Answer to RQ3. The sampling strategy plays an important role in the performance of \(\Downarrow _{{ SRA}}\) especially for soundness. Our sampling strategy depends on two factors: (1) manually sampled sets via the heuristic H and (2) each-used or pair-wise selection for object samples. We used manually sampled sets for three abstract values: UInt, NUInt, and OtherStr. To sample concrete values from them, we used three methods: Base simply follows the guidelines described in Sect. 3.1, Random generates samples randomly, and Final denotes the heuristics determined by our trials and errors to reach the highest ratio of sound results. For object samples, we used three pair-wise options: HeapPair, ThisPair, and ArgPair. For various sampling configurations, Table 4 summarizes the ratio of sound results, the average and maximum numbers of samples for the test cases used in RQ2.

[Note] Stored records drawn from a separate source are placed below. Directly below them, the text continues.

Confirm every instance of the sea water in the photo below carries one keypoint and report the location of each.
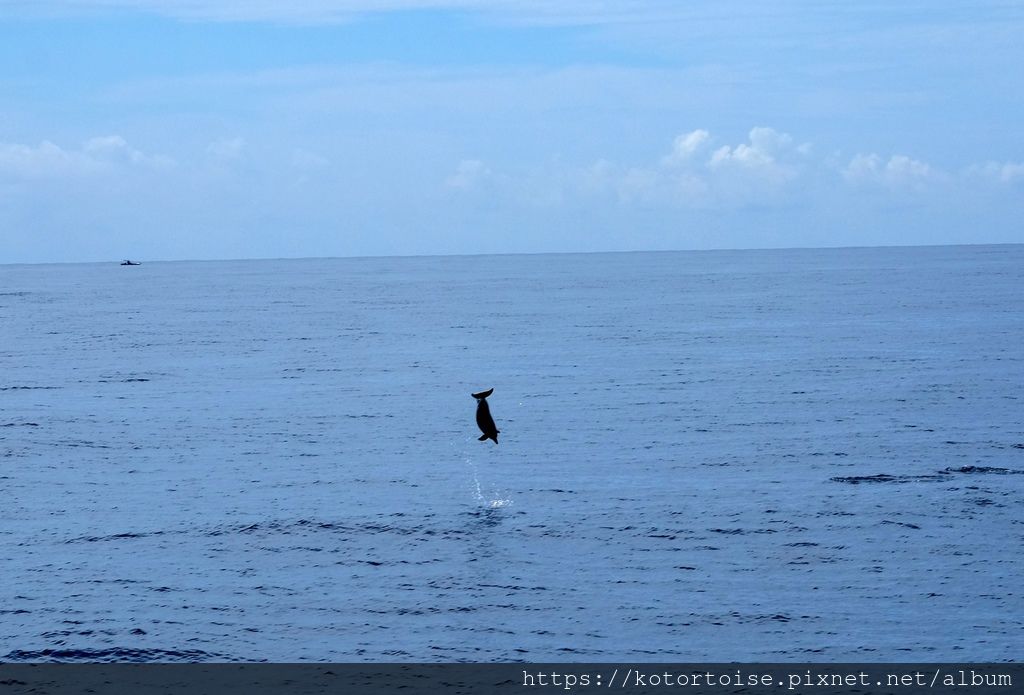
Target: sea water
(718, 455)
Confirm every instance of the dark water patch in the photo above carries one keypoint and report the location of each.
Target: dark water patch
(984, 469)
(887, 478)
(115, 655)
(741, 531)
(113, 536)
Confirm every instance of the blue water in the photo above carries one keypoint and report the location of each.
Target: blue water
(715, 455)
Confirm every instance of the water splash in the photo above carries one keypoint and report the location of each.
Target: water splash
(497, 501)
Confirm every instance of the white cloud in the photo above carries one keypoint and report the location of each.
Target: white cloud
(1001, 172)
(899, 172)
(761, 161)
(226, 149)
(97, 155)
(468, 175)
(685, 146)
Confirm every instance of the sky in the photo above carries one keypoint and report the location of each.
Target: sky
(222, 129)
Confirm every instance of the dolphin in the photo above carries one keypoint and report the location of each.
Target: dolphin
(483, 419)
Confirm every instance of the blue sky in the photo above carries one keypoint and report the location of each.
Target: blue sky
(177, 129)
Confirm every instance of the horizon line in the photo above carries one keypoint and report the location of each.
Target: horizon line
(516, 253)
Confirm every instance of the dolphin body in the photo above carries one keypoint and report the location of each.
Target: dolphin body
(483, 419)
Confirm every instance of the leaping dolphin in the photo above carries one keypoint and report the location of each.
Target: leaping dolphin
(483, 419)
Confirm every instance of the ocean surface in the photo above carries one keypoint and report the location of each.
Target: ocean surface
(810, 455)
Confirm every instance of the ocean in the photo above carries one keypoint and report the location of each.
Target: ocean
(753, 455)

The table shows that Base and Random produced sound results for 85.0% and 84.9% (the worst case among 10 repetitions) of the test cases, respectively. Even without any sophisticated heuristics or pair-wise options, \(\Downarrow _{{ SRA}}\) achieved a decent amount of sound results. Using more samples collected by trials and errors with Final and all three pair-wise options, \(\Downarrow _{{ SRA}}\) generated sound results for 99.4% of the test cases by observing more behaviors of opaque code.
5.3 Limitations
A fundamental limitation of our approach is that the \(\Downarrow _{{ SRA}}\) model may produce unsound results when the behavior of opaque code depends on values that \(\Downarrow _{{ SRA}}\) does not support via sampling. For example, if a sampling strategy calls the Date function without enough time intervals, it may not be able to sample different results. Similarly, if a sampling strategy does not use 4-wise combinations for property descriptor objects that have four components, it cannot produce all the possible combinations. However, at the same time, simply applying more complex strategies like 4-wise combinations may lead to an explosion of samples, which is not scalable.

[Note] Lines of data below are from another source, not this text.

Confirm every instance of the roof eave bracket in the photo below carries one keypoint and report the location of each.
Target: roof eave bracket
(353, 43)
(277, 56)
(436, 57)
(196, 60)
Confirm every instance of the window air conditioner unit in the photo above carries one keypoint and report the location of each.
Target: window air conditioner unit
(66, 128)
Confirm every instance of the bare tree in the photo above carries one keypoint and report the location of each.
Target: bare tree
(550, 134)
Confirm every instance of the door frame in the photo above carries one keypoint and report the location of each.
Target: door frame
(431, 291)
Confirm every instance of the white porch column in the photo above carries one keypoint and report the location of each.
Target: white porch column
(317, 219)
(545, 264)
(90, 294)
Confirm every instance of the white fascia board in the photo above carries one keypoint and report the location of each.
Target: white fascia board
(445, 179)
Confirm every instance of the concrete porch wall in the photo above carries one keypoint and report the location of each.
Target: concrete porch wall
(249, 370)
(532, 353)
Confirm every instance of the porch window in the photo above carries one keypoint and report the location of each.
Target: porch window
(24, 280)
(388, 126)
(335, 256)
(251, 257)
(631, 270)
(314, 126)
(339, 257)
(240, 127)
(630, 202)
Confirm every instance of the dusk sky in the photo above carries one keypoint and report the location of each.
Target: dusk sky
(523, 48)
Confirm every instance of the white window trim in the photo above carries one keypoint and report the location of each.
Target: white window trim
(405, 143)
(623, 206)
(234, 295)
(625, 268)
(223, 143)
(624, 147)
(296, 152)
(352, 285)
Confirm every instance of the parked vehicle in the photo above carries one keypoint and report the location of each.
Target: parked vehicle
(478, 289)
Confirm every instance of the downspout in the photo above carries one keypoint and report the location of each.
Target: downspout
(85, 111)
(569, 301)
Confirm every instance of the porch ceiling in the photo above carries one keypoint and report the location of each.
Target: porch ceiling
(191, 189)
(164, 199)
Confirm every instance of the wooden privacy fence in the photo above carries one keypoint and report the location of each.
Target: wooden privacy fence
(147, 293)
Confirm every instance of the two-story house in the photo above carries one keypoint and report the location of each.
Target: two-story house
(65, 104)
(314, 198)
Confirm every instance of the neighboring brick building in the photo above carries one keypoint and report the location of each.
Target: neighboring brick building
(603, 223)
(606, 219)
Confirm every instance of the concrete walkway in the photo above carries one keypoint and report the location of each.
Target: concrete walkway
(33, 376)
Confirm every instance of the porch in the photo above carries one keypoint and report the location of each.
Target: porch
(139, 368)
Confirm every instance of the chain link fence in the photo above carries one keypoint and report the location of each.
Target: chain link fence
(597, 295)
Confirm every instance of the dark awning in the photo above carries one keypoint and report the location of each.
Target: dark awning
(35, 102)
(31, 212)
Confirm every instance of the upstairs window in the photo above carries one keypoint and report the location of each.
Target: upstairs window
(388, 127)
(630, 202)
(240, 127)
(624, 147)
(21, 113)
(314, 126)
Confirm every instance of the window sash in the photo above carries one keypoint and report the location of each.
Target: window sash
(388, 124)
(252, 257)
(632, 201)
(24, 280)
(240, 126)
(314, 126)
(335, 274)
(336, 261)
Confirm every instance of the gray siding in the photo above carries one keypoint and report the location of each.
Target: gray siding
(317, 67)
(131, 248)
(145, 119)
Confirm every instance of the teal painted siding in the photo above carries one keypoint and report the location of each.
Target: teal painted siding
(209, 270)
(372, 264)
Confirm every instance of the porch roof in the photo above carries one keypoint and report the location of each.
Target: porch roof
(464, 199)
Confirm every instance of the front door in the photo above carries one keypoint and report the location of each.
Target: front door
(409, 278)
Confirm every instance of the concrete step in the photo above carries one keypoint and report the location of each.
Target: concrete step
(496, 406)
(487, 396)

Our experimental evaluation is inherently limited to a specific use case, which poses a threat to validity. While our approach itself is not dependent on a particular programming language or static analysis, the implementation of our approach depends on the abstract domains of SAFE. Although the experiments used well-known benchmark programs as analysis subjects, they may not be representative of all common uses of opaque functions in JavaScript applications.